Perhaps the PTI should introspect on its present strategy. It has simply not worked in the first nine months of ‘Riyasat-e-Medina’.

It is indeed surreal to see the Prime Minster donning the respective province’s attire addressing large public meetings while the opposition remains confined to Parliament. Theoretically it should be the other way around.

There are no elections in sight. What is the Prime Minister campaigning for, instead of attending Parliament and playing his due role?

To some extent all political machines have an altruistic attitude bordering on self-righteousness towards their respective audiences. Invariably the perennial message to the electorate is: we are the best.

But Khan’s mantra that we are notches above everybody else, has gone too far. The PTI government is finding it increasingly difficult s to shed the narcissistic ‘container mode’ and start speaking on the basis of its performance.

In a series of tweets on the foundation day of the PTI, Khan has glibly claimed that Pakistan is in the final phase of becoming like Riyasat-e-Medina.
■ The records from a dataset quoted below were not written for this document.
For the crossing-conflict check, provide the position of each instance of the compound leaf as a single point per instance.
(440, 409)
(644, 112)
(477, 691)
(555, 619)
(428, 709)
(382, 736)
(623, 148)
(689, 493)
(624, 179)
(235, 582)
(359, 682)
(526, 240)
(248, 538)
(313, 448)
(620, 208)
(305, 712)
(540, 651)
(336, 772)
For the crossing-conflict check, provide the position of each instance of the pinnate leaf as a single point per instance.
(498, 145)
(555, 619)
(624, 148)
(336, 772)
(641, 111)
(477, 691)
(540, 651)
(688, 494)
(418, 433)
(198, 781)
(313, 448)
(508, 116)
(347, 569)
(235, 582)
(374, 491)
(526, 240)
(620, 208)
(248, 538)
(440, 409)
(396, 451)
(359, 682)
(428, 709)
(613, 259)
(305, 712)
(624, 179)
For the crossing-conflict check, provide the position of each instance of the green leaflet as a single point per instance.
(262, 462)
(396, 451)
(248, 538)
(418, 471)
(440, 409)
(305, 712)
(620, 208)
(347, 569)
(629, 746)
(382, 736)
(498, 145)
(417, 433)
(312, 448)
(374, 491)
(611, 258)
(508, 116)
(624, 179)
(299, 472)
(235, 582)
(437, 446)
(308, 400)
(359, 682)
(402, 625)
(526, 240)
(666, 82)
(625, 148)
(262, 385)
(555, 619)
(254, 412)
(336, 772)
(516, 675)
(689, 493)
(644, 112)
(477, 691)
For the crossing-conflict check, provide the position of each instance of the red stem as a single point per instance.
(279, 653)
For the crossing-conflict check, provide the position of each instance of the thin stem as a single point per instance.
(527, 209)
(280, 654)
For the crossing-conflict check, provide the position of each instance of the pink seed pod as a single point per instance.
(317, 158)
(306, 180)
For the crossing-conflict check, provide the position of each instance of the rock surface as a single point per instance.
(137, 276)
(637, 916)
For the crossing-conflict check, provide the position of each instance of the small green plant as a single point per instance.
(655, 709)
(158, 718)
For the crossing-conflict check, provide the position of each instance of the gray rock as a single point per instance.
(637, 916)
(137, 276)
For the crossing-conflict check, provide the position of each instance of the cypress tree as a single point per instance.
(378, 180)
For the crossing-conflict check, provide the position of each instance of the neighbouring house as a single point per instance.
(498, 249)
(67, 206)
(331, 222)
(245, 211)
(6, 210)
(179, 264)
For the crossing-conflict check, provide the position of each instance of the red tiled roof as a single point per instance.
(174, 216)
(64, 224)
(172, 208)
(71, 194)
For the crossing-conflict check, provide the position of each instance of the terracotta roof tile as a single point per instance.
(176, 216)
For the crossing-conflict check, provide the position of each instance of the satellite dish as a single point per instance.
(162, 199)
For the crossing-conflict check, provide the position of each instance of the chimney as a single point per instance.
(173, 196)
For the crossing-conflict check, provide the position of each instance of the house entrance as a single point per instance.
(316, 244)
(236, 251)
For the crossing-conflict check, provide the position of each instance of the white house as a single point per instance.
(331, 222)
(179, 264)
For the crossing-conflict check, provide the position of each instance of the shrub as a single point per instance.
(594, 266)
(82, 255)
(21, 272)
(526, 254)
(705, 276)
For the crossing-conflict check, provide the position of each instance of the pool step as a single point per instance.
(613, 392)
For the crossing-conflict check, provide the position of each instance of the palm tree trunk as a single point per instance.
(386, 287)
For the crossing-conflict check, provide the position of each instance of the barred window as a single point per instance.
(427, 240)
Ironically the Islamic Republic is far away from such lofty ideals.

In an era of historic economic downturn, crimes against women and minorities on the rise and scant regard for basic human rights, it takes a lot of bravado to make such tall claims. It will be a lot better if instead of aiming that high, the PTI endeavour to make Pakistan Jinnah’s Pakistan, where values of pluralism, tolerance and observing democratic norms are at least cherished, even if not practised in letter and spirit.